THAT SPRING I was continuously aware that if the accident had not occurred, Birju would be graduating from college, that he would be applying to medical schools. The awareness was like a physical sensitivity, like when your back is hurting and you are careful all the time how you take a step.

Mrs. Sethi had been one of my mother’s best friends. She had abandoned us. After my father’s drinking became known, she had stopped talking to my mother, stopped visiting us or calling or returning my mother’s phone calls. A part of me recognized that this made sense. Why spend time with strange, troubled, embarrassing people? Why seek problems? But the very fact that this made sense made my embarrassment worse.

Once I got into Princeton, people phoned and asked my mother to bring me to their homes. One of the ones who did this was Mrs. Sethi. She invited us to her house for dinner.

“Hello, sly one,” she said, opening the door when we arrived. Because her husband was a dentist and they were prosperous, she could be a little more American than most people and she was wearing white pants and a blue silk blouse. I saw her and thought, Now you’re not ashamed to acknowledge us .

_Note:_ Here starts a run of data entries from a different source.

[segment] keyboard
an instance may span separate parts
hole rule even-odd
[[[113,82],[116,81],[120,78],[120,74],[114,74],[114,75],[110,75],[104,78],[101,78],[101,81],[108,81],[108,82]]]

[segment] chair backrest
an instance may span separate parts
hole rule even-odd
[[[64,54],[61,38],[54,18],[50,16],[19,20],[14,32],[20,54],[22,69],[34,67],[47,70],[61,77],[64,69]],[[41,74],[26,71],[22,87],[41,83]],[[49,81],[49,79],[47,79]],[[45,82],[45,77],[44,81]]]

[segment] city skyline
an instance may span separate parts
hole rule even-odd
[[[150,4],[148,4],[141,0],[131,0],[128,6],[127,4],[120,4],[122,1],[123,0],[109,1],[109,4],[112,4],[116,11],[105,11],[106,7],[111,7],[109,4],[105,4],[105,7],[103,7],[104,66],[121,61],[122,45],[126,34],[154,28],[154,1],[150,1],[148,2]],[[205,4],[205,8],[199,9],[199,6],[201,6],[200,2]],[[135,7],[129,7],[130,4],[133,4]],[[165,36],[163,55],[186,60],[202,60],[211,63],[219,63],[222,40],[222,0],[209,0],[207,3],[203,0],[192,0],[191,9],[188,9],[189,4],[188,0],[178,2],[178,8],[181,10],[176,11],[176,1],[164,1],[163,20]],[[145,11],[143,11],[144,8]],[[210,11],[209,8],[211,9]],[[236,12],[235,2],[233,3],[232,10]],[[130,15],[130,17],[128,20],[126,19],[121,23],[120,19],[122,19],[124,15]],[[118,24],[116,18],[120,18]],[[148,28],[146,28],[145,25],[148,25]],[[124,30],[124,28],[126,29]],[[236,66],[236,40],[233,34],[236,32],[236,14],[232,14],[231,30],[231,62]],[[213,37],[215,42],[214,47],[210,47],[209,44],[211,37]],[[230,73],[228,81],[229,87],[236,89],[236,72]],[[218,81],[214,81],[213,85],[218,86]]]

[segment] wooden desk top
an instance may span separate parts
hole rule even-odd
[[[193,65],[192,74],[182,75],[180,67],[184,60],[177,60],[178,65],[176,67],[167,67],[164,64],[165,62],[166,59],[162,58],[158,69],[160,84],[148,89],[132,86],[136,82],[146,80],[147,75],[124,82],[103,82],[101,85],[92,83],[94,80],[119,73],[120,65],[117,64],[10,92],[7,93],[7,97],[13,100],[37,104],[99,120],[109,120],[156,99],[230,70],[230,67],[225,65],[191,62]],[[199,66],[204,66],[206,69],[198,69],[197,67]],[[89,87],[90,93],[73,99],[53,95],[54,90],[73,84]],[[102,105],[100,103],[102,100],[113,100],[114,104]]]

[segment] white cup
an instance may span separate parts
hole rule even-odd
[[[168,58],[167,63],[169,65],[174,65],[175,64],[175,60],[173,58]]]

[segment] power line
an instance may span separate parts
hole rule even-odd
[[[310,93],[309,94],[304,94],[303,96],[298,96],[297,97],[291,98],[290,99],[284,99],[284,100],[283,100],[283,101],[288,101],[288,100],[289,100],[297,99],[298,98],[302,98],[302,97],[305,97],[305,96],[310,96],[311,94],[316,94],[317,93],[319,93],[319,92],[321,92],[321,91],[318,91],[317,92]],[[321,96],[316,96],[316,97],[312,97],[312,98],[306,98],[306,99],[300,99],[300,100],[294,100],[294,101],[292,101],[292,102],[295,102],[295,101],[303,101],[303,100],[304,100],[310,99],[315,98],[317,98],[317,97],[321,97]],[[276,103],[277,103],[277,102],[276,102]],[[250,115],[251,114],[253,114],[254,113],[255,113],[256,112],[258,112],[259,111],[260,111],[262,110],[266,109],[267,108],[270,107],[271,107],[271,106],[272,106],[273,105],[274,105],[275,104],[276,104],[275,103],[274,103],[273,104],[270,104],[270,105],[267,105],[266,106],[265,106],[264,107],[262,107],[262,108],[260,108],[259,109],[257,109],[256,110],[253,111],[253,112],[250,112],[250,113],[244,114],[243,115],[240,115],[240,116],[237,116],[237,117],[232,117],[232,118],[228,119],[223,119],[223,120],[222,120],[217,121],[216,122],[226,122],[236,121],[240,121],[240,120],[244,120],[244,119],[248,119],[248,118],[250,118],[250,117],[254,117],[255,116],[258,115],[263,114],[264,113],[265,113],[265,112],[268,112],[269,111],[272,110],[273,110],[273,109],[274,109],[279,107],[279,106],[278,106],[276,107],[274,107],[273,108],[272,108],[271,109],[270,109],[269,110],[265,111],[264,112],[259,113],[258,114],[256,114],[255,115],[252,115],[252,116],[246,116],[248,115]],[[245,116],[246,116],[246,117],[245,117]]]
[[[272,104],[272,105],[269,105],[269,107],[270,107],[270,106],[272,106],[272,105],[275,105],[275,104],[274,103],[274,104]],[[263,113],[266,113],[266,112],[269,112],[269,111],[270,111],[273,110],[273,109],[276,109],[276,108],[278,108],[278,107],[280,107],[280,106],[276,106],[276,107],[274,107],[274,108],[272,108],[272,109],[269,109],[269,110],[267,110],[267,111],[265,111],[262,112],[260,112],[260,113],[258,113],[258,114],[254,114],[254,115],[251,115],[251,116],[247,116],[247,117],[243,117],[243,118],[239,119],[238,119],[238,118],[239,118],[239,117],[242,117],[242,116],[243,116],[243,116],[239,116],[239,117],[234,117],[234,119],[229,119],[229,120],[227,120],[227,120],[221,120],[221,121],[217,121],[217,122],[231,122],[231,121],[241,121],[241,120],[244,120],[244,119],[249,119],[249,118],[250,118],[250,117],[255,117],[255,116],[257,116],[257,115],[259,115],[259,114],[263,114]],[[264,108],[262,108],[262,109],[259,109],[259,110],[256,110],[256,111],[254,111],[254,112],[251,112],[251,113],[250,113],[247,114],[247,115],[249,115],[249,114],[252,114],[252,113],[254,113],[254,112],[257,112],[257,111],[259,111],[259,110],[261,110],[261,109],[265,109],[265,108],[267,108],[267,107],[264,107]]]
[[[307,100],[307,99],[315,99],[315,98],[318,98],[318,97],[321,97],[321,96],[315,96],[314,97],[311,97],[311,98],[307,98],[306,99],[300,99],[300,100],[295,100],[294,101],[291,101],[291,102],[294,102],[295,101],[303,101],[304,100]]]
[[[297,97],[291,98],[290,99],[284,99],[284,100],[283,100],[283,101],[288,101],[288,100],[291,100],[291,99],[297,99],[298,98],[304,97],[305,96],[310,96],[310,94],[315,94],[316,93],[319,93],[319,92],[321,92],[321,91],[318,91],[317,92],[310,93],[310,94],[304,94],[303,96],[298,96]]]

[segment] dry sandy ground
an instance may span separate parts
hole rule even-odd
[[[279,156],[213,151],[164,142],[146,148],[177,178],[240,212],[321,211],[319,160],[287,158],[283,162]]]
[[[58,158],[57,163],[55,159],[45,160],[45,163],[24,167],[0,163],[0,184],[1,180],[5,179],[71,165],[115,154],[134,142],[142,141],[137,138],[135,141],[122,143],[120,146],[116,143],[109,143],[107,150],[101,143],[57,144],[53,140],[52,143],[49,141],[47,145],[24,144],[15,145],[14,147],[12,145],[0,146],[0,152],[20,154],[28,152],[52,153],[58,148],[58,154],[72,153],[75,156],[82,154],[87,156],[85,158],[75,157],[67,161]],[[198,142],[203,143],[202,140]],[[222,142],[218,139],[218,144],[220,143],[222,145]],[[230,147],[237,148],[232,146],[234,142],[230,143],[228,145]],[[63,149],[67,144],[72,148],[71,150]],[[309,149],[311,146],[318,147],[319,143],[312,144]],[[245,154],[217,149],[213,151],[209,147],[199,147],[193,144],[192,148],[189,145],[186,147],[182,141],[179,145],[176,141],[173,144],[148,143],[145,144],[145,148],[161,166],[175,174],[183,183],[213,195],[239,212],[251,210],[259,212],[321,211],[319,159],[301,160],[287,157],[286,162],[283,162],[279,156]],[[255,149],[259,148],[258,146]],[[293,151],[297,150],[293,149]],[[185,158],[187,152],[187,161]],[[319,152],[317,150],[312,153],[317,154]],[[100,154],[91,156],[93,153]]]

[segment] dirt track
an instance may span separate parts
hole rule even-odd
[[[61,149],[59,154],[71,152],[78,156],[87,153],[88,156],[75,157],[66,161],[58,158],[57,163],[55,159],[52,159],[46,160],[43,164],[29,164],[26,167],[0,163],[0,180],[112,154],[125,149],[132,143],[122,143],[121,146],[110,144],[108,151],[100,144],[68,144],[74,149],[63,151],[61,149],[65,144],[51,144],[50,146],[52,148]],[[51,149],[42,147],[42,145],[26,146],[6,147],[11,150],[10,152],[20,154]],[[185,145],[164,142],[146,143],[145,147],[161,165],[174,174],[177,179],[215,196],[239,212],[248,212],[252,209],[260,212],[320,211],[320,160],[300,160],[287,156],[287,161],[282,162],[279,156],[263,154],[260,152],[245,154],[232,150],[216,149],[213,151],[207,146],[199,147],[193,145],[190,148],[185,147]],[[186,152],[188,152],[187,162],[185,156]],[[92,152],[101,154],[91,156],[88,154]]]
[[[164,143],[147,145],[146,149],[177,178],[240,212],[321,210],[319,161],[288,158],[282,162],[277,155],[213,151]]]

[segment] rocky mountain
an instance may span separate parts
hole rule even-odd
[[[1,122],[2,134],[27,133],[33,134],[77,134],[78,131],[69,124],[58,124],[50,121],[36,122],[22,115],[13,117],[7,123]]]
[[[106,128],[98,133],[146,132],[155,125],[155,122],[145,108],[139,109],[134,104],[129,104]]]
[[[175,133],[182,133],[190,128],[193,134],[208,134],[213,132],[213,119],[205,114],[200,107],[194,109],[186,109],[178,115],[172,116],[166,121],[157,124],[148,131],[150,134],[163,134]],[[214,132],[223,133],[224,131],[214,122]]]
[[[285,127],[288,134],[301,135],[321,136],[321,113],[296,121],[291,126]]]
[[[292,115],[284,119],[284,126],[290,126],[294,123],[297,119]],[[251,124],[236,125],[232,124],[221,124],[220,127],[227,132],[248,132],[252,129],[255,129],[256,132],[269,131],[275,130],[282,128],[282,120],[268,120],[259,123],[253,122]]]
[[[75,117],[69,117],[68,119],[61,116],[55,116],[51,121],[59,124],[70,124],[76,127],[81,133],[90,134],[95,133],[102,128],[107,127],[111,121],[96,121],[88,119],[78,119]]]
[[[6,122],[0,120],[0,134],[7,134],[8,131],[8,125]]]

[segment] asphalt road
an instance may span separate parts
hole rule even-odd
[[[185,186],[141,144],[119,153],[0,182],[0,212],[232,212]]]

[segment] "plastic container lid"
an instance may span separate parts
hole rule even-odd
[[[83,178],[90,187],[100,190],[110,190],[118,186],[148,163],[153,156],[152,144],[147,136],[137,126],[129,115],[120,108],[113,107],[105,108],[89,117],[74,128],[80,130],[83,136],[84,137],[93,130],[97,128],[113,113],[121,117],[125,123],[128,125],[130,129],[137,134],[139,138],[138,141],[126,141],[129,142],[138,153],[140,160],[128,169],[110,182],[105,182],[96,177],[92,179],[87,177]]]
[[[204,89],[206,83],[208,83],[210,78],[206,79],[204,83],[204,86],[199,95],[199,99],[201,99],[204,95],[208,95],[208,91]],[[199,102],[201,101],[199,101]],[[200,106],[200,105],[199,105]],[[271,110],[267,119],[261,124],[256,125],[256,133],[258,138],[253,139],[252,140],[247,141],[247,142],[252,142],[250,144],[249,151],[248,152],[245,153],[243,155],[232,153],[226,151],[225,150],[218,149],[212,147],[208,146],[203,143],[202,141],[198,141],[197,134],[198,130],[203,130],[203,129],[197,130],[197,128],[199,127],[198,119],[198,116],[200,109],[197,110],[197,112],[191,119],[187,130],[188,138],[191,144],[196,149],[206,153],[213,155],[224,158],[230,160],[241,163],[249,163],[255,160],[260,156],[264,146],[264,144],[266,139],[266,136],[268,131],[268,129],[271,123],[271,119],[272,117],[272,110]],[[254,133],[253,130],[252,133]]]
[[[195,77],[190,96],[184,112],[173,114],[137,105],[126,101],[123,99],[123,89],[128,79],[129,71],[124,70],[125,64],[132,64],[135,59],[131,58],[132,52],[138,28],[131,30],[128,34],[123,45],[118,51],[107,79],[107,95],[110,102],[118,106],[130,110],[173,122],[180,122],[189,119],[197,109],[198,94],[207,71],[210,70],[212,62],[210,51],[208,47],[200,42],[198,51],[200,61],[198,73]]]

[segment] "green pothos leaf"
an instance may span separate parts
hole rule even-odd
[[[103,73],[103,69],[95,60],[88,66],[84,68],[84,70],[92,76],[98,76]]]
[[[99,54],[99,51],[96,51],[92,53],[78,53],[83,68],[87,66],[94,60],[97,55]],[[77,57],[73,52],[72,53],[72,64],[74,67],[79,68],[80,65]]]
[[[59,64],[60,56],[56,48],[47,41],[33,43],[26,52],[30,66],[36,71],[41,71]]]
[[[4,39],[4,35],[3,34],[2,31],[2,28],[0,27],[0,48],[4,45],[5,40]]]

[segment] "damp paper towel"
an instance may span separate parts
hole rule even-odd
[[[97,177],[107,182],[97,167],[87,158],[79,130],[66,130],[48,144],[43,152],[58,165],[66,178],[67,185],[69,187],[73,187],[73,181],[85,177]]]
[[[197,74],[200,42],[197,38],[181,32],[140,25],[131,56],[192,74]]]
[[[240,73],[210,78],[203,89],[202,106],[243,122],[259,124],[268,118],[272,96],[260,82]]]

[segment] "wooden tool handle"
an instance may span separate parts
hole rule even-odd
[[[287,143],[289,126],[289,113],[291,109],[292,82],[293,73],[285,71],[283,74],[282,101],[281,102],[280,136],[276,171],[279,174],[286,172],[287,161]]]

Dinner was in a room that had an oval wooden table and cupboards with crockery along the walls. There was a chandelier above the table. My mother and I sat on one side of the table and Mr. and Mrs. Sethi on the other. Mr. Sethi was seated opposite my mother. He began the meal by saying, “Thank you for coming. We know it is difficult to leave Birju. We are flattered.”

“If we wouldn’t bother ourselves for you,” my mother said, “who would we bother ourselves for?” My mother smiled broadly, angrily. She turned toward me. Her smile was fixed and was obviously false. “See what good manners Sethi uncle has, to thank someone for coming and eating at his house?”

There was a moment of silence.

Mrs. Sethi broke it by reaching to the center of the table where there were three steel pots. She lifted the lid off one and ladled chickpeas into a ceramic bowl. “Your mother said chickpeas are your favorite.”

“Thank you,” I murmured.

“See how good Sethi auntie is?” my mother said loudly and smiled her wide, angry, false smile.

Nobody spoke. We were all still for a moment and then slowly, arms and hands began reaching across the table. Bowls were filled, and a foil-wrapped stack of rotis was unpeeled, the bread passed around. We started eating. In the quiet, even the way my mother ate, tearing off pieces of roti and jabbing at the subji, seemed angry.

After several minutes, my mother turned to Mr. Sethi. She smiled and nodded as if agreeing with something he had just said. “Give him advice,” she requested. “You know things about America that his father and I don’t know.”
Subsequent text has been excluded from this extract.